One personality has these strong "masculine" traits: playing with numbers, taking action before thinking the whole picture though, being a bit of a dominant character in social circles, typically goes straight in and out of a store once they find what they need, and they have a subscription to Inc. Magazine.

The other personality has these strong "feminine" traits: getting teary-eyed over other people's big emotions, they scroll Instagram for cute dog pictures for hours, being an amazing cook, drinking pretty mixed drinks with umbrellas as their first choice of drink at a bar, and they love soft rock.

Guess which one is a fully accurate description of me? If you said the second one, you're wrong, that's my friend.

But do any of those things objectively make him a woman? No.

What does that objectively make him? Empathic, appreciative of cute dogs, a skilled baker, someone who likes mixed drinks, and someone who stole my old Coldplay CD in high school (just kidding on that last one).

"But that's not the only thing that objectively makes one a man or a woman," you might say. "People have subjective definitions of what masculinity and being a man means."

That's exactly my point!

If you're a man and accept that the very definitions of masculinity and being a man are subjective to each person, why are you letting other people tell you what you're supposed to be? If it's considered a "man's world," why are so many men letting themselves be held captive to this rigid yet ambiguous way to view themselves?

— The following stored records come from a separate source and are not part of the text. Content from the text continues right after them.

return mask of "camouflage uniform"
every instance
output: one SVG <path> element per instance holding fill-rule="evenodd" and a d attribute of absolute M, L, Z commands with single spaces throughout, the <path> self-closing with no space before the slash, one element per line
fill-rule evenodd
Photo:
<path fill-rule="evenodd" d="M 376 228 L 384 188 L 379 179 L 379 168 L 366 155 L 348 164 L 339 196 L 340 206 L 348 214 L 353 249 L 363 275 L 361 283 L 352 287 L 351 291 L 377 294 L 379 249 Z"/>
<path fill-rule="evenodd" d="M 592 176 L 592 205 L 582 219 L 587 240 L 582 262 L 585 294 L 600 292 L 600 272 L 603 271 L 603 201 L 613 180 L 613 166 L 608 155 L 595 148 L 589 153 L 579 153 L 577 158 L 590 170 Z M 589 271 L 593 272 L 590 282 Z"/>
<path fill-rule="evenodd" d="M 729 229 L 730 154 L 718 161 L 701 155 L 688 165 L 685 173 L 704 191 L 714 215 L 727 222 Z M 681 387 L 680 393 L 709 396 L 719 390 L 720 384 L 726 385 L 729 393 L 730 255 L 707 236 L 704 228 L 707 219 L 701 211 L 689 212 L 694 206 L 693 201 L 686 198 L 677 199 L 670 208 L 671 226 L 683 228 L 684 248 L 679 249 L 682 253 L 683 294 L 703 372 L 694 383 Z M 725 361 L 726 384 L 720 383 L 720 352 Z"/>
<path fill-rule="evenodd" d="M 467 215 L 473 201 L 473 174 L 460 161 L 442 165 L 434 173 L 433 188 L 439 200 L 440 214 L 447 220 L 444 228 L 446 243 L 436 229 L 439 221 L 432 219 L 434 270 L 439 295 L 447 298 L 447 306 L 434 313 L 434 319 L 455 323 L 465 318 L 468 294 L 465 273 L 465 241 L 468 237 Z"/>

Let's Reclaim and Redefine Masculinity.

Instead of a world where men are told what makes a man and they have to fit that mold, what if they attached those traits with others in order to be a complete person? What if they say that masculinity can be liking numbers and being vulnerable with their guy friends? What if masculinity can be a dominant character and not hiding one’s love for cute dogs? What if it can be an in-and-out kind of store shopper and cooking well? What if it can be drinking pretty mixed drinks while reading Inc. Magazine?

With this expanded definition comes flexibility. How you define what a man can be could change over time. My friend may decide that mixed drinks aren't his thing anymore and start drinking Scotch tomorrow. I may finally buy a Cosmo magazine instead of an Inc. Magazine. (I highly doubt it, but it could happen). He could start favoring burlier dogs with strong features over cute dogs. He could decide that eye makeup makes him feel more himself as a man when he goes to soft rock concerts.

Ultimately, what matters more than drinks with umbrellas, sharing your emotions and being into numbers when it comes to being a man?

Being caring, understanding, respectful, and overall a decent human being.

And that's what I care about with any man I meet. It’s more than any subjective idea of what masculinity might mean for them.